Cette politique d’arabisation a entraîné plusieurs conséquences fâcheuses. Elle a polarisé les différences entre les élites arabophones et les élites francophones, élites que le système d'éducation actuel continue largement de reproduire. La politique d'arabisation a aussi favorisé l'émergence du nationalisme berbère. L'arabisation et la poursuite de l’arabité ont eu comme corollaire l’islamité. La religion musulmane avait échappé au colonialisme français et était même devenue le principal pôle de la résistance algérienne. C'est pourquoi les autorités algériennes se sont toujours appuyées sur une politique d’arabisation, car celle-ci consacrait la légitimité de l’État dont l’islam était le dépositaire. La religion a été ainsi utilisée comme un instrument pour contenir une possible progression des mouvements laïcs et démocratiques. En même temps, elle a favorisé les mouvements extrémistes islamistes et permis d’augmenter leur influence politique jusqu'à menacer le pouvoir en place.
Or, les Kabyles se sont toujours opposés à cet État arabo-musulman duquel ils se considèrent exclus en tant que groupe ethnique. Ils ont toujours refusé cette interprétation de l'histoire exclusivement arabo-musulmane et cette conception arabo-centrique de la question nationale. À l'époque, Rachid Ali Yahia, alors directeur du journal L'Étoile algérienne, le journal de la Fédération de France du Mouvement pour le triomphe des libertés démocratiques (MTLD), expliquait (1948) de la façon suivante de point de vue selon lequel l'Algérie devait être algérienne au risque de tomber dans une autre forme d'impérialisme... arabe, celui-là :
L'Algérie n'est pas arabe, mais algérienne. Il faut former une union de tous les Algériens musulmans qui veulent lutter pour la libération nationale, sans distinguer entre Arabe et Berbère. [...] Nous dépassons résolument la question raciale. [...] Nous lisons depuis un certain temps dans les journaux, et certains leaders l'ont dit, que l'Algérie est arabe. Non seulement ces propos sont faux, mais l'idée qu'ils expriment est clairement raciste, voire impérialiste. (Cité par Janet Dorsh Zagoria, thèse de doctorat, Columbia University, 1973).
Le Parlement algérien a adopté, il est vrai, en avril 2002, à l’unanimité, une modification constitutionnelle instituant le tamazight comme «langue nationale» : ce fut la loi no 02-03 du 10 avril portant révision constitutionnelle (2002). Ce geste historique est intervenu à l'approche des élections législatives, alors que le climat tendu par les manifestations et les revendications remettait en cause l’autorité de l’État en Kabylie. Quoi qu'il en soit, le statut de la prééminence de l'arabe n'a pas changé, puisque le tamazight n'est qu'une «langue nationale» — non une «langue officielle» — que l'État s'engage à promouvoir, mais non pas à utiliser (contrairement à l'arabe). Compte tenu de l’attachement à l’arabité et de l’anti-berbérisme ancrés dans la culture algérienne, tant de la part des autorités politiques que des forces armées, la recherche d’une solution risque d’emprunter la voie de la confrontation plutôt que celle du compromis, au mieux celle de l'évitement qui consiste à temporiser par des mesures symboliques et des promesses non tenues.

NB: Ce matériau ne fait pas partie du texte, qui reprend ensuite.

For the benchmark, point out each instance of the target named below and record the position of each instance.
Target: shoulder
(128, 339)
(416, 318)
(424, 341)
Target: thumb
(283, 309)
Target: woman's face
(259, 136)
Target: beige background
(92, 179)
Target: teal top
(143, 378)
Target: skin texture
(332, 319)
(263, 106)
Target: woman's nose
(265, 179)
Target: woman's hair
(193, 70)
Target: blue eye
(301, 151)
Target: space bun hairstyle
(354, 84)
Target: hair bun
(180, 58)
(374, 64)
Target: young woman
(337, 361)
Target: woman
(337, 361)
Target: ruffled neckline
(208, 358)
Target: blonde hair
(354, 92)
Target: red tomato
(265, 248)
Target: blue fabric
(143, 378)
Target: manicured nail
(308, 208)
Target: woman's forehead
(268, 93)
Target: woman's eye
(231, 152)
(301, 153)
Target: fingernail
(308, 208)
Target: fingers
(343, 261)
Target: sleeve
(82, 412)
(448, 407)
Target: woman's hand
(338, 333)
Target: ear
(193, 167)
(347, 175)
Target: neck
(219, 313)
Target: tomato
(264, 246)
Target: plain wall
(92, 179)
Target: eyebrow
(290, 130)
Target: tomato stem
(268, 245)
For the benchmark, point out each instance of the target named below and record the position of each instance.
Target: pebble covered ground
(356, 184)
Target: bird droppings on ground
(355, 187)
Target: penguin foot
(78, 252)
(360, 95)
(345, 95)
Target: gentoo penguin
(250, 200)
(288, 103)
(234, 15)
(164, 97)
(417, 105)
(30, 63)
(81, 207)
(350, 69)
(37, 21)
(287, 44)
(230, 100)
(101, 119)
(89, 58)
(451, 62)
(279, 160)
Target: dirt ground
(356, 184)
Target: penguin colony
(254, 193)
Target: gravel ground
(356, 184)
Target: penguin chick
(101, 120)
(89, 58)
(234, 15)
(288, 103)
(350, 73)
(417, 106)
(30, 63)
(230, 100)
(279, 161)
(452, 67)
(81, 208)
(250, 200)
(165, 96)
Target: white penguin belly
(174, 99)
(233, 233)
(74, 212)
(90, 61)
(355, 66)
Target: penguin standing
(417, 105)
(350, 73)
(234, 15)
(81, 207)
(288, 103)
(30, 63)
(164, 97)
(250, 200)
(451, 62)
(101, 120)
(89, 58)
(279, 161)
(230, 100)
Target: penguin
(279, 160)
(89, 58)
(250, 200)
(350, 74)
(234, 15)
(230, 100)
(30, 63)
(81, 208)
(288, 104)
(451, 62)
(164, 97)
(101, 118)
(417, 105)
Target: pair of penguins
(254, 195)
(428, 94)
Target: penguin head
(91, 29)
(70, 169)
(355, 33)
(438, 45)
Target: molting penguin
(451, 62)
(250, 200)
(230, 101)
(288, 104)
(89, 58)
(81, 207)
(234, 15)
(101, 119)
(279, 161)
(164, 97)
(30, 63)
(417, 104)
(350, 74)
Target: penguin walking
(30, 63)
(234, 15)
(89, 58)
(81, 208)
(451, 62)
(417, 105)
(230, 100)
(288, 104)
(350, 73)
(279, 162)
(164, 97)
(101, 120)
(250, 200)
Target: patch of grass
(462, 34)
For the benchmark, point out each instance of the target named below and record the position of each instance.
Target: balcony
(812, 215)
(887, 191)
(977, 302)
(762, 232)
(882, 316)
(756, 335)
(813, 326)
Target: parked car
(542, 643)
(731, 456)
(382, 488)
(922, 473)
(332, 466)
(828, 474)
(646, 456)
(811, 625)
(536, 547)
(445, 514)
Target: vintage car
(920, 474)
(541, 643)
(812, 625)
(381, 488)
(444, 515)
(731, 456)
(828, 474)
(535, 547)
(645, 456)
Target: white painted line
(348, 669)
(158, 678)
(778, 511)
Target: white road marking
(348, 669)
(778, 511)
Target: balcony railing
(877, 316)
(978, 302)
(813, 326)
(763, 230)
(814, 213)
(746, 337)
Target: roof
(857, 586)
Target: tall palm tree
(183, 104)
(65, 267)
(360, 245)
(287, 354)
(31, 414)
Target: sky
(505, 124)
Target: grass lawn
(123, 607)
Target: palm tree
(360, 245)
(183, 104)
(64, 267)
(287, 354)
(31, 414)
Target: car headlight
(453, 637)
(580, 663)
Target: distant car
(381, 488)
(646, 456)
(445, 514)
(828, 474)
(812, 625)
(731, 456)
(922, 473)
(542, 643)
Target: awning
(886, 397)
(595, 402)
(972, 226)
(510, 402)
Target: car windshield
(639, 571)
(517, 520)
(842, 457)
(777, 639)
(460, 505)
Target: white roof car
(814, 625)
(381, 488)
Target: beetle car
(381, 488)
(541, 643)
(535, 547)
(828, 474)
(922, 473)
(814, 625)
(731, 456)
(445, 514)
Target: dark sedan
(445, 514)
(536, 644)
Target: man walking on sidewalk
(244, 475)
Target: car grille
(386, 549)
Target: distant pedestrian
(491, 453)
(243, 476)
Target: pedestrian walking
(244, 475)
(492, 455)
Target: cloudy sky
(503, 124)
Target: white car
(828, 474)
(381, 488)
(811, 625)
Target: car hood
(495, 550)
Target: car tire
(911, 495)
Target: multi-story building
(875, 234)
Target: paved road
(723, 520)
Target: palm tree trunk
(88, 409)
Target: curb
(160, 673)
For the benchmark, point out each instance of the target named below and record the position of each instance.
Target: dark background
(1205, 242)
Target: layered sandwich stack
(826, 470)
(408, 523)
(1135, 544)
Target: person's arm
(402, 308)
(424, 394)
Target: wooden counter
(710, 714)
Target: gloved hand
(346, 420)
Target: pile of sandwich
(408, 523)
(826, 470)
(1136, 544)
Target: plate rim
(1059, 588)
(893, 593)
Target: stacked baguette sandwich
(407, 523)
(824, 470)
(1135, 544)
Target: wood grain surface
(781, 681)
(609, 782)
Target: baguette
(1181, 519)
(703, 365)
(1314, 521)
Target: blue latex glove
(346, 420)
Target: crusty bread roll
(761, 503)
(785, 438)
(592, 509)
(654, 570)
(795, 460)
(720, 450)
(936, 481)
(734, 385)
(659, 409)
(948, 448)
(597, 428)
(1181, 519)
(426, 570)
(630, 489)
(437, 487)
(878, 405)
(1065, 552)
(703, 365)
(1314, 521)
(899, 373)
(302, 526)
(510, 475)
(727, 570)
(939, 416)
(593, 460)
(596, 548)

Au lendemain de l'indépendance, le FLN (parti au pouvoir) a entraîné les Algériens dans le rêve du pays indépendant qui devait apporter le bonheur à tous, tout en réduisant la part berbère au minimum, ce qui a eu comme conséquence de compromettre les perspectives d’une Algérie démocratique et moderne. Le véritable problème, c'est que l'idéologie officielle insiste encore sur la supériorité prétendue de l'arabe classique et de la culture arabo-musulmane sur la «culture algérienne» véhiculée essentiellement par l'arabe algérien et le berbère ainsi que ses variétés régionales.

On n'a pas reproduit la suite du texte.